Abstract: In this paper some useful formulas are developed to evaluate integrals having a singularity of the form (t-x) sup-m, m or = 1 Interpreting the integrals with strong singularities in Hadamard sense, the results are used to obtain approximate solutions of singular integral equations A mixed boundary value problem from the theory of elasticity is considered as an example Particularly for integral equations where the kernel contains, in addition to the dominant term (t,x) sup-m, terms which become unbounded at the end points, the present technique appears to be extremely effective to obtain rapidly converging numerical results

377 citations

01 Nov 2016
TL;DR: In this article, a book that can be recommended for new readers is dynamics and modelling of ocean waves, which is not kind of difficult book to read and can be read and understand by the new readers.

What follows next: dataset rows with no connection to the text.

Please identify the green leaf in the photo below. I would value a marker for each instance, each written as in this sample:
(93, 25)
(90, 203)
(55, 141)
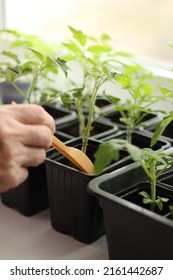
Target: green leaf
(11, 55)
(38, 54)
(163, 199)
(78, 35)
(160, 127)
(96, 49)
(72, 47)
(159, 204)
(60, 63)
(106, 153)
(105, 37)
(10, 76)
(145, 194)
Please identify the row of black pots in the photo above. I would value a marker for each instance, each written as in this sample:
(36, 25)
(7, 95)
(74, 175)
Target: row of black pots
(132, 230)
(73, 210)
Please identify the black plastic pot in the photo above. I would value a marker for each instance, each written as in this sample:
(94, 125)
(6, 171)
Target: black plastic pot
(149, 121)
(59, 113)
(31, 196)
(73, 210)
(101, 128)
(142, 139)
(132, 231)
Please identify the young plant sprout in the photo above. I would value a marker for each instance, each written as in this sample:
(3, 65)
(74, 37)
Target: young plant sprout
(137, 81)
(153, 163)
(95, 58)
(36, 69)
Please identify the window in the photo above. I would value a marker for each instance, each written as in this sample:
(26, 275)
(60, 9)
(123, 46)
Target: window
(141, 27)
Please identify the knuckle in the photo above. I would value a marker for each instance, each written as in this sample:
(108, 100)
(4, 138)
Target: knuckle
(38, 158)
(46, 137)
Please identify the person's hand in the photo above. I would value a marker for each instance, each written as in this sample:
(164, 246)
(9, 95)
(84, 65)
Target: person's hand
(25, 135)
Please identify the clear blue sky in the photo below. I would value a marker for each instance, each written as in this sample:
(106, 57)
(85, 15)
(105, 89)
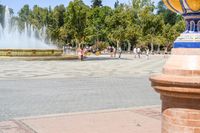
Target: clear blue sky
(18, 4)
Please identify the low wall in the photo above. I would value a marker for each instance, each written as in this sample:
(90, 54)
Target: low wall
(30, 52)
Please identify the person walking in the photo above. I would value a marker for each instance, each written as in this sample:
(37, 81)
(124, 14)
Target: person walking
(135, 52)
(147, 53)
(120, 52)
(138, 52)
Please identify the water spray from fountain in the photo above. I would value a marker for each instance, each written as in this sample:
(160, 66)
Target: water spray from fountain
(29, 38)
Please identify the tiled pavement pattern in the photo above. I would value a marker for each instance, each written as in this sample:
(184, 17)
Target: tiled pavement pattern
(33, 97)
(111, 121)
(92, 67)
(32, 88)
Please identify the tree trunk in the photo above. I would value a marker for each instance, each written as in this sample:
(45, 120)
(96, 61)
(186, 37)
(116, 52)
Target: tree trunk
(118, 43)
(152, 48)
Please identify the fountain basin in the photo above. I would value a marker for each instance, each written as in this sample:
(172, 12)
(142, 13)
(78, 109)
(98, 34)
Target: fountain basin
(30, 52)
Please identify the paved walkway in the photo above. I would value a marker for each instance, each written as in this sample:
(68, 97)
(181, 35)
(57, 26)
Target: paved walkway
(135, 120)
(55, 87)
(102, 66)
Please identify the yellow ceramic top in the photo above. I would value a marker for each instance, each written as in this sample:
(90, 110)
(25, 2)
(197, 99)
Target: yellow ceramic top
(183, 6)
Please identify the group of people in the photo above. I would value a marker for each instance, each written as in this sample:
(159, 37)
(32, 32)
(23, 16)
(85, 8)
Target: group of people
(137, 52)
(113, 51)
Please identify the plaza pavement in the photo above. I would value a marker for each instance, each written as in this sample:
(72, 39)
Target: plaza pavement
(39, 88)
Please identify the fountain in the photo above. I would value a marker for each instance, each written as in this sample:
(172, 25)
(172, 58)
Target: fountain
(27, 42)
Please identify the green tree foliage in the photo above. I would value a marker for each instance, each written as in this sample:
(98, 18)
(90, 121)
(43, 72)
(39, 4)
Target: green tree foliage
(137, 24)
(96, 3)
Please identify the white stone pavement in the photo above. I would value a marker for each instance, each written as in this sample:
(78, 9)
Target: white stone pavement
(102, 66)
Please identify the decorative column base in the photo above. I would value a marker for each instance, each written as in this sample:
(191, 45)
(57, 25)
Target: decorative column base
(179, 87)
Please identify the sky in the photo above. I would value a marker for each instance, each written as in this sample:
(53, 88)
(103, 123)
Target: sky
(18, 4)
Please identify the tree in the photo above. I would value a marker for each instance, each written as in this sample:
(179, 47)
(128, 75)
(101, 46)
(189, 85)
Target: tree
(116, 4)
(168, 16)
(96, 3)
(75, 20)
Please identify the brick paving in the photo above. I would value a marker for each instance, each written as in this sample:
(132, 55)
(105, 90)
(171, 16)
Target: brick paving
(55, 87)
(110, 121)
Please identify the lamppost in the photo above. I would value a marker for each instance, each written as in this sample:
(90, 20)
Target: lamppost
(179, 82)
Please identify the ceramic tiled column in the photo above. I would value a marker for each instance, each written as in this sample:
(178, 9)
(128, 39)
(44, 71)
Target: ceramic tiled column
(179, 83)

Abstract: Preparing the books to read every day is enjoyable for many people. However, there are still many people who also don't like reading. This is a problem. But, when you can support others to start reading, it will be better. One of the books that can be recommended for new readers is dynamics and modelling of ocean waves. This book is not kind of difficult book to read. It can be read and understand by the new readers.